In the wake of Littleton, it is hard not to support Tapper's call for reducing access to guns, though I think it unrealistic to expect that a country that cannot keep guns and drugs out of the hands of imprisoned felons can keep weapons away from kids. But we all must recognize that there is no "one variable" solution to the problems of an self-centered, violent and increasingly empty culture and the adolescents and adults it helps create. And the government is not the only player in solving those problems.

-- Michael Derman
Lewisburg, Pa.

I don't understand why guns are treated differently then cars. Every weapon should be registered.

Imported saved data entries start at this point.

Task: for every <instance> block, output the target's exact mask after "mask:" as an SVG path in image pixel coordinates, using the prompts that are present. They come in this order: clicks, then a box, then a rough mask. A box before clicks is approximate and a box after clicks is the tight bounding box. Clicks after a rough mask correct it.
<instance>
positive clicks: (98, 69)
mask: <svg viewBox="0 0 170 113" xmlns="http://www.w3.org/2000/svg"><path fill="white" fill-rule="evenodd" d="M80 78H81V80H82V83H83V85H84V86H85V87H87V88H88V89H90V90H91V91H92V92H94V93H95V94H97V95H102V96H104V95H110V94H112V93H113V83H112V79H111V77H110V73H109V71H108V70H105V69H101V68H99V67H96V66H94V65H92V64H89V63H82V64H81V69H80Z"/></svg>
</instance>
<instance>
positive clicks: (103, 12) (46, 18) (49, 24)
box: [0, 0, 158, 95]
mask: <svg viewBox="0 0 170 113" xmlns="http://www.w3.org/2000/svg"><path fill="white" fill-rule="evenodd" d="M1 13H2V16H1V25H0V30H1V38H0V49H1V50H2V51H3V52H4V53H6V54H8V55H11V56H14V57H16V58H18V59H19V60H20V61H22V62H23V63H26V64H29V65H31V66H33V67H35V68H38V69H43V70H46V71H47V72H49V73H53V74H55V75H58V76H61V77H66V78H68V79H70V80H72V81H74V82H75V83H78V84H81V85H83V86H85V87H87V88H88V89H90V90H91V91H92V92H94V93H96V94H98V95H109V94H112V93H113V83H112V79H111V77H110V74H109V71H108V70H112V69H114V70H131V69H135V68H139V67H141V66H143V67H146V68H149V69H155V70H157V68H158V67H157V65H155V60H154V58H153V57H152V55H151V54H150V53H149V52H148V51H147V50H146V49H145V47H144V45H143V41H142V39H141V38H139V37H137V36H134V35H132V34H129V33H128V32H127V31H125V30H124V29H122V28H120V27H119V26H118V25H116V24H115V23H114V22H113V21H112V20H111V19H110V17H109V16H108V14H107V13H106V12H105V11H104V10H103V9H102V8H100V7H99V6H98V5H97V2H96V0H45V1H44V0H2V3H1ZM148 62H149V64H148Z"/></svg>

The registration should require the owner to carry insurance and pass a written test regarding the proper care, maintenance and safety requirements necessary. When ownership is transferred, the law should require that a transfer of ownership form be registered and proof of insurance be provided. If you leave the key to your car in the ignition with the door unlocked and anyone drives the car and injures someone, you are responsible. If you leave a gun, without a lock, accessible to anyone, you should be responsible for any harm that may occur.

-- Susan Matz
New York

Microsoft's flawed Linux vs. NT shootout
BY ANDREW LEONARD
(04/27/99)

I am a Novell shareholder, and Mindcraft pulled this same stunt with Novell Netware a few months back, including attempting to hide the sponsor of the study. They claimed that NT Server outperformed Novell, but after some digging on the part of some very technical Novell stockholders several things emerged.

1) Microsoft paid for the study lock stock and barrel.
2) Mindcraft attempted to conceal this.
3) Mindcraft attempted to portray the study as an objective one.
4) Mindcraft deliberately set the Novell parameters to the most inefficient settings possible for their test.
5) Mindcraft deliberately set the NT Server parameters to the most optimized settings for their test.
6) Mindcraft deliberately constructed tests to achieve the a priori result that they had in mind in the first place -- namely, that NT Server outperforms Novell.
7) When fair and impartial tests were actually constructed, Novell handily outperformed NT Server.

After being repeatedly flamed and castigated about this, Mindcraft finally apologized. Now after the hoopla of the fiasco has died down, they are at it again.

Mindcraft has acted as nothing more than a paid mouthpiece for Microsoft. Their credibility in this should be accurately portrayed for what it is -- zero or even negative (i.e., users should consider the opposite of whatever Mindcraft claims).

-- Noah F. Stern

Mad humanist
BY FRANK HOUSTON
(04/27/99)

Critics be damned. If science fiction is the urinal of the literati, then Kurt Vonnegut is the Marcel Duchamp of science fiction.